A guy says something to him and he laughs, which is something I didn't think he was capable of doing. At least he's in a better mood. I glance at my cousin, who looks unrelenting. "Can't I wait until the crowd disperses?"
"You have five minutes," she announces as she glances at her phone. Luckily for me, the group slowly thins out and instead of it being five people, it's only two: Maddox and a guy with blonde hair.
I slowly walk around his car and approach him nervously. My palms begin to sweat so I rub them against my skirt. His friend spots me first and nudges Maddox in the side. He glances up when his friend elbows him and turns his gaze on me. He takes on a threatening stance as if I'm going to throw all the condiments in the world at him. His shirt is changed into a white button up, another uniform option. I wonder what he did with the black one that I wrecked.
His friend mutters something to him before walking away and I let out a sigh of relief. The less people who see my embarrassment, the better.
"Hey, I just wanted to apologize about earlier," I nod awkwardly as I stare at the floor. I feel his eyes on me and I nervously brush my hair from my face. I wait for a response but come up short so I look up, notice that he's staring at me, and immediately look down again. "I also have a question." I glance up at him and find him scrutinizing me. I look the other way and try to count the amount of seconds until my rejection. "You know what homecoming is, right?"

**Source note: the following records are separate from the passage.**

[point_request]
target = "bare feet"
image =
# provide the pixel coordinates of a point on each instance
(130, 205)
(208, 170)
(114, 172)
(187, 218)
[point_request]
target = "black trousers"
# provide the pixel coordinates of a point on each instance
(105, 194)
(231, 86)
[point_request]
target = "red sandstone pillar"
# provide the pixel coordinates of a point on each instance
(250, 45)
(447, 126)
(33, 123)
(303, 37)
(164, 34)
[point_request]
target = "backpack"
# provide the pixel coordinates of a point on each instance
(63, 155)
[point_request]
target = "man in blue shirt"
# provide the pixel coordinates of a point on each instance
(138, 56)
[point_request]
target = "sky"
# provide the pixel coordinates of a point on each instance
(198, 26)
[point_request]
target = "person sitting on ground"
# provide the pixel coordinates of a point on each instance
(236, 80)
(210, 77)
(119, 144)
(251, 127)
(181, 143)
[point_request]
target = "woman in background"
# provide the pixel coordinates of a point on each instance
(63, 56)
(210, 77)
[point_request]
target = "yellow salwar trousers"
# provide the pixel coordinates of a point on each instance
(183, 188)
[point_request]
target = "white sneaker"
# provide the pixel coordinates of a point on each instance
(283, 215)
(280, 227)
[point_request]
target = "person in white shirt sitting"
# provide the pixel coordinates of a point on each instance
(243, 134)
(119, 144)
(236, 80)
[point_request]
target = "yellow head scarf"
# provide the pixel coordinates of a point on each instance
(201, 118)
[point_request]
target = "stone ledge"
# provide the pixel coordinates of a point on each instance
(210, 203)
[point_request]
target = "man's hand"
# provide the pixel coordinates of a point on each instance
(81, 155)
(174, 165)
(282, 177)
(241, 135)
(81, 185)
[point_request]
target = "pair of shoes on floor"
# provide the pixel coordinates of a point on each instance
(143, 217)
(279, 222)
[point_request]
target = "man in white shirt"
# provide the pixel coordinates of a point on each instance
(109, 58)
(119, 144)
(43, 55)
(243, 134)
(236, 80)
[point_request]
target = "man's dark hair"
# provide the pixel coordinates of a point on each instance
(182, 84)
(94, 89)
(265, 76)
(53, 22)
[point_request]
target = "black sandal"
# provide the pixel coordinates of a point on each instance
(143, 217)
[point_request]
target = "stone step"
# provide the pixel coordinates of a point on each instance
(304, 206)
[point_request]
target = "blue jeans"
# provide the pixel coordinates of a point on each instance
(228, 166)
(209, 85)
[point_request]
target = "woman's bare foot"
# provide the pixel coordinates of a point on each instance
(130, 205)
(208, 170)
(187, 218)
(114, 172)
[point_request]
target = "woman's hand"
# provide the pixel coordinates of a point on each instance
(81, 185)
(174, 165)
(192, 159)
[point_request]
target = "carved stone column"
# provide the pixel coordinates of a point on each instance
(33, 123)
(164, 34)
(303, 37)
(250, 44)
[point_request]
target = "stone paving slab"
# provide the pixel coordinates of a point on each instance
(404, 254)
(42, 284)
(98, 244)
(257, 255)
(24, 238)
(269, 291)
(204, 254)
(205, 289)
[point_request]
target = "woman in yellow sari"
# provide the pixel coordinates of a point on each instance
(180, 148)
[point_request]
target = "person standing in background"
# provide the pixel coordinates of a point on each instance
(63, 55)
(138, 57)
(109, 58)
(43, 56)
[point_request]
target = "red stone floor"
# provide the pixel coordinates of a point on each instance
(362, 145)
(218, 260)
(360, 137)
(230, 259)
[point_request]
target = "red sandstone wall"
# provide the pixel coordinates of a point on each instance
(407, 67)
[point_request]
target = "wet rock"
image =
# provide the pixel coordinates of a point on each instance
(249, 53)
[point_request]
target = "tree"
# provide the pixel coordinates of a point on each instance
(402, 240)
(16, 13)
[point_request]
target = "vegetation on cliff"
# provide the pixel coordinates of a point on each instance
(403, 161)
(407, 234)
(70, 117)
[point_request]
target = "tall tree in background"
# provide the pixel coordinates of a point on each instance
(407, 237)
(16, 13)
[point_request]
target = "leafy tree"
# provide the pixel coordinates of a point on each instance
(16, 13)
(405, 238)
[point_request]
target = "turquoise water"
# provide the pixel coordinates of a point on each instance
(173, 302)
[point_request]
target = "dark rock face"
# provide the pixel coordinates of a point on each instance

He didn't respond so I sigh. "This is like talking to a brick wall," I mutter as I kick at the gravel beneath my feet. "Anyway, I was wondering if you'd like to go to homecoming with me," I inquire as I glance behind him. I watch as my cousin and her two friends hold their hands over their mouths as they snicker and laugh.
He peeks over his shoulder before looking back at me. My face is bright red and I can feel my palms growing sweatier and sweatier with each shaky breath I take. I really shouldn't stress it this much. I know he's going to say no. I don't want him to say yes. "Okay," he says in his semi-familiar deep voice.
"Well, I tried," I mutter before I suddenly go rigid. "Wait, what did you say?"
"I said okay," he repeats as if annoyed.
"Okay as in...?" I ask as I quirk my eyebrows upward in slight shock.
"Okay as in I'll go with you," he responds. I peek over his shoulder and see Vivica's eyes widen as Chelsea and Tracy turn to look at her.